Cengkeraman Balacan Bangka
Tak hanya martabak Bangka yang menginvasi Jakarta, menu-menu kuliner khas Bangka pun kian ramah menyapa belantara Jakarta. Cita rasanya otentik Bangka, dengan bahan-bahan utama didatangkan langsung dari pulau penghasil lada terbesar di Nusantara itu. Sedap, tak terkira....
Cita rasa khas Bangka itu antara lain bermuara di Restoran Kampoeng Bangka di kawasan Panglima Polim, Jakarta Selatan. Di restoran yang sudah berdiri sejak 2011 itu, menu-menu kuliner khas Bangka dihadirkan dalam rasa otentik. Dengan begitu, kaum urban Jakarta bisa mengenal hidangan tradisional Bangka tanpa harus jauh-jauh pergi ke Bangka.

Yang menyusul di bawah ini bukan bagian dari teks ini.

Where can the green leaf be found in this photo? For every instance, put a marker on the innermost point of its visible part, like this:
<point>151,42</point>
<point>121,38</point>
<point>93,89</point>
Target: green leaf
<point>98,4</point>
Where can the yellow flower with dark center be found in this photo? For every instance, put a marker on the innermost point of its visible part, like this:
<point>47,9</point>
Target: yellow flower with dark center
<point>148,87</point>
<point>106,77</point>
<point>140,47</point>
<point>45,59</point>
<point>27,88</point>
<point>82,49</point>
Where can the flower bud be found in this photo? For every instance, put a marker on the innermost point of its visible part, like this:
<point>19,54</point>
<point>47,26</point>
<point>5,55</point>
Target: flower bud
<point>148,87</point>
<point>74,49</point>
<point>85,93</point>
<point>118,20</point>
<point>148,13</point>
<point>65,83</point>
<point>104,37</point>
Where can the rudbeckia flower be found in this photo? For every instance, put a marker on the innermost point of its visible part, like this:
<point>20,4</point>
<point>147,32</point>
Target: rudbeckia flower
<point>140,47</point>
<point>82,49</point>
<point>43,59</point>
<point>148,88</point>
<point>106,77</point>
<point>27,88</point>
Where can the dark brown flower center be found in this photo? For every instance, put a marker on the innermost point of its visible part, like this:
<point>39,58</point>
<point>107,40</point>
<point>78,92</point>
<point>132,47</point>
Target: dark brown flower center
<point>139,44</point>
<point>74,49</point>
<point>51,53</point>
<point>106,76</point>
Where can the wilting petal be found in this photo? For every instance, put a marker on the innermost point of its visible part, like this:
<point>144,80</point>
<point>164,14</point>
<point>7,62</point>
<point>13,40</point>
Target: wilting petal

Menunya beragam. Mulai makanan utama sampai hidangan penutup, dengan bahan baku utama didatangkan dari Bangka demi menjaga otentisitas rasa. Begitu juga dengan sang koki, seorang perempuan berdarah Bangka, Evi Wahyuni (41).
Evi, yang bergabung sejak Kampoeng Bangka berdiri, bertugas memasak menu-menu khas Bangka. Menu lainnya, seperti menu khas Thailand dan peranakan yang menjadi pelengkap di restoran itu, dimasak dua koki berbeda.
Selasa (22/1/2019) siang, Evi menunjukkan kepiawaiannya di dapur Kampoeng Bangka. Dia, antara lain, menyajikan ekor tenggiri bakar, ikan kembung bertelok, lempah alar keladi, lempah ikan nanas, dan kerang hijau saus Bangka.
Di jajaran makanan kecil, ada kue-kue tradisional khas Bangka, seperti talam hijau, talam singkong, dan jongkong. Untuk minuman, tersedia jeruk kunci panas dan es kacang merah yang segar menggoda meski hari itu suhu udara Jakarta sedang dingin karena guyuran hujan tanpa henti sejak pagi.
Ikan tenggiri bakar menjadi menu utama siang itu. Ukurannya ternyata cukup besar, 0,5 kilogram. Kampoeng Bangka sengaja menyajikan bagian ekor tenggiri karena cita rasa khas ikan tenggiri terletak pada bagian ekornya.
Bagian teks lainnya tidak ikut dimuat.